The GC is "run" in the sense that it is initialised when the application starts up. However, what you have to understand is that the GC will not run a collection cycle UNLESS you attempt to 'new' some memory, and you've run out. If you, for example, use C's malloc and free, then the GC won't ever be triggered. (An exception to this is that when you quit, the GC runs a collection to clean up... I think.) One other thing to keep in mind is that you can override the use of the GC on a per-class basis by overriding a class' 'new' member. Lemme see if I can find the doc for it... http://digitalmars.com/d/class.html#allocators So, summary: 1. With stock DMD, the GC is always linked in. 2. The GC is always initialised on program startup. 3. The GC is used (by default) for the 'new' operator. 4. You can use a different allocator for 'new' on a per-class basis. 5. You can use any allocation scheme you like so long as you manually call it. 6. A collection is only run if you attempt to 'new' some memory, and there isn't enough free memory.

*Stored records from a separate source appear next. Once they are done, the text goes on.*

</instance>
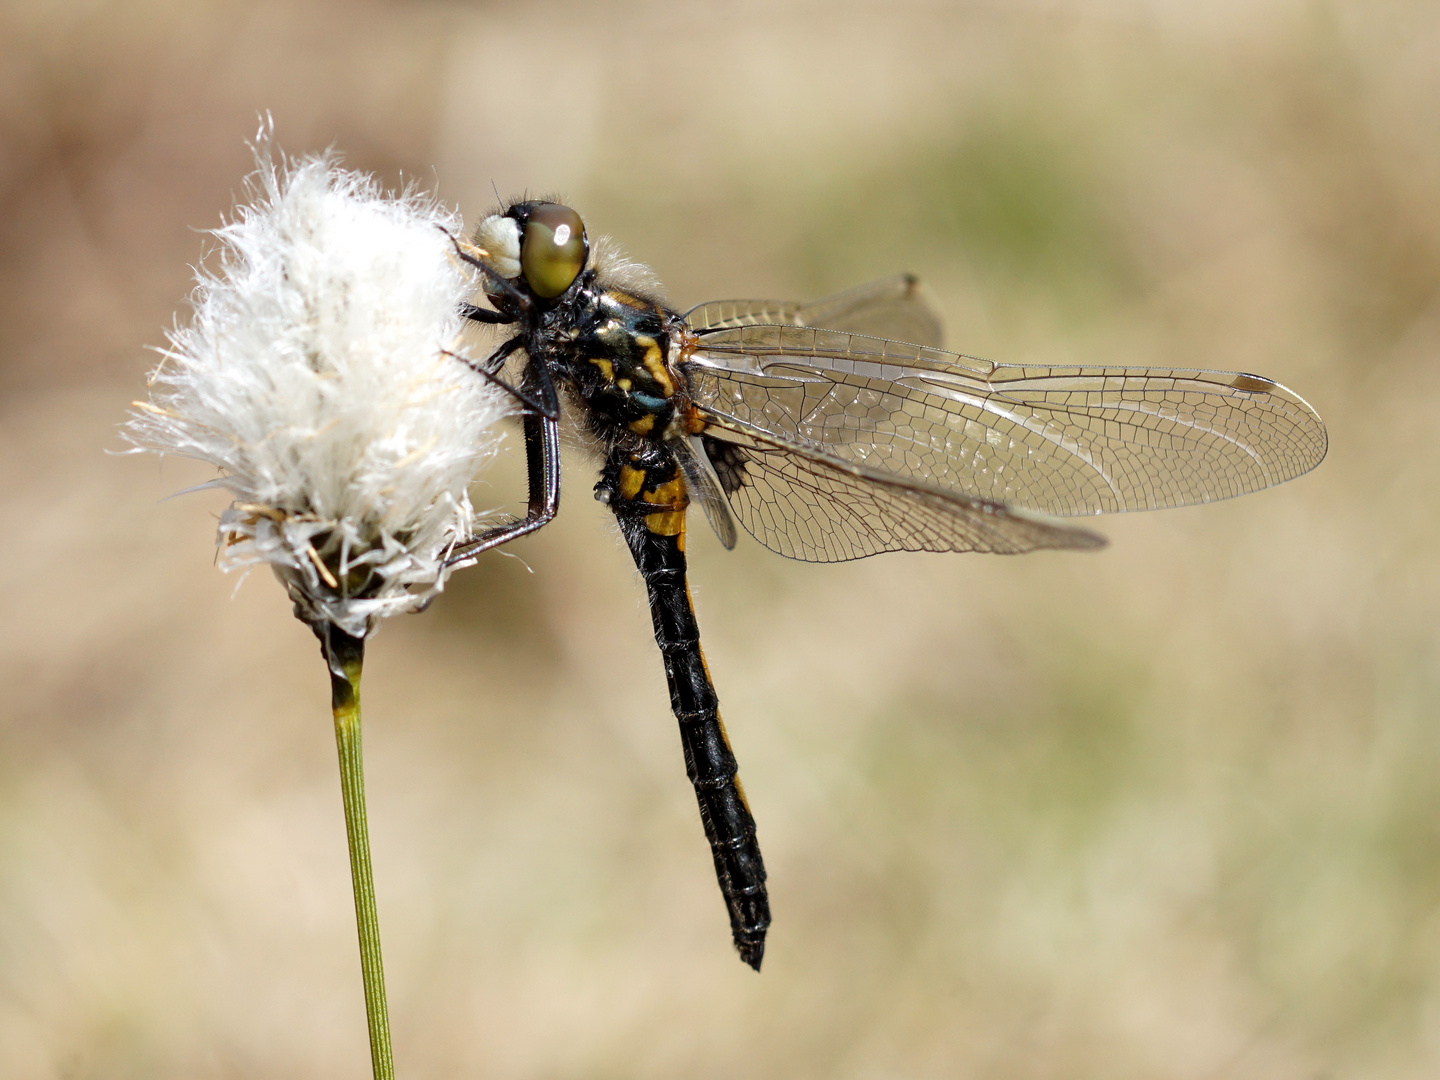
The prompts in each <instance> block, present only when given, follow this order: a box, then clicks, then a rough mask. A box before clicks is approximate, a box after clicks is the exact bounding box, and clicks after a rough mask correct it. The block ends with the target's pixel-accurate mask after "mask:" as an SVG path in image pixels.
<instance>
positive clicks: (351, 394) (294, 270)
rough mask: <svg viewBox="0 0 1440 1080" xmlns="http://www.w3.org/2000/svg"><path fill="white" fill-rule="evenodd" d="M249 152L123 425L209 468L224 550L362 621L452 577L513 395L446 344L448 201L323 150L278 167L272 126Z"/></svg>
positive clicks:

Hope that covers everything. -- Daniel
Dec 11 2006
parent Stewart Gordon <smjg_1998 yahoo.com> writes:
Daniel Keep wrote:
<snip>
 The GC is "run" in the sense that it is initialised when the application 
 starts up.
 
 However, what you have to understand is that the GC will not run a 
 collection cycle UNLESS you attempt to 'new' some memory, and you've run 
 out.

There are a number of ways to trigger allocation of memory on the heap: - using associative arrays - setting .length of an array - calling .dup on an array - concatenating arrays with ~ or ~= - maybe others....
 If you, for example, use C's malloc and free, then the GC won't 
 ever be triggered.
 
 (An exception to this is that when you quit, the GC runs a collection to 
 clean up... I think.)

It does seem to've changed since I last looked. <snip>
 1. With stock DMD, the GC is always linked in.
 2. The GC is always initialised on program startup.
 3. The GC is used (by default) for the 'new' operator.
 4. You can use a different allocator for 'new' on a per-class basis.
 5. You can use any allocation scheme you like so long as you manually 
 call it.
 6. A collection is only run if you attempt to 'new' some memory, and 
 there isn't enough free memory.

I'd think it would make an effort to clean up so that it can reuse existing memory rather than claiming more and more from the OS. Stewart.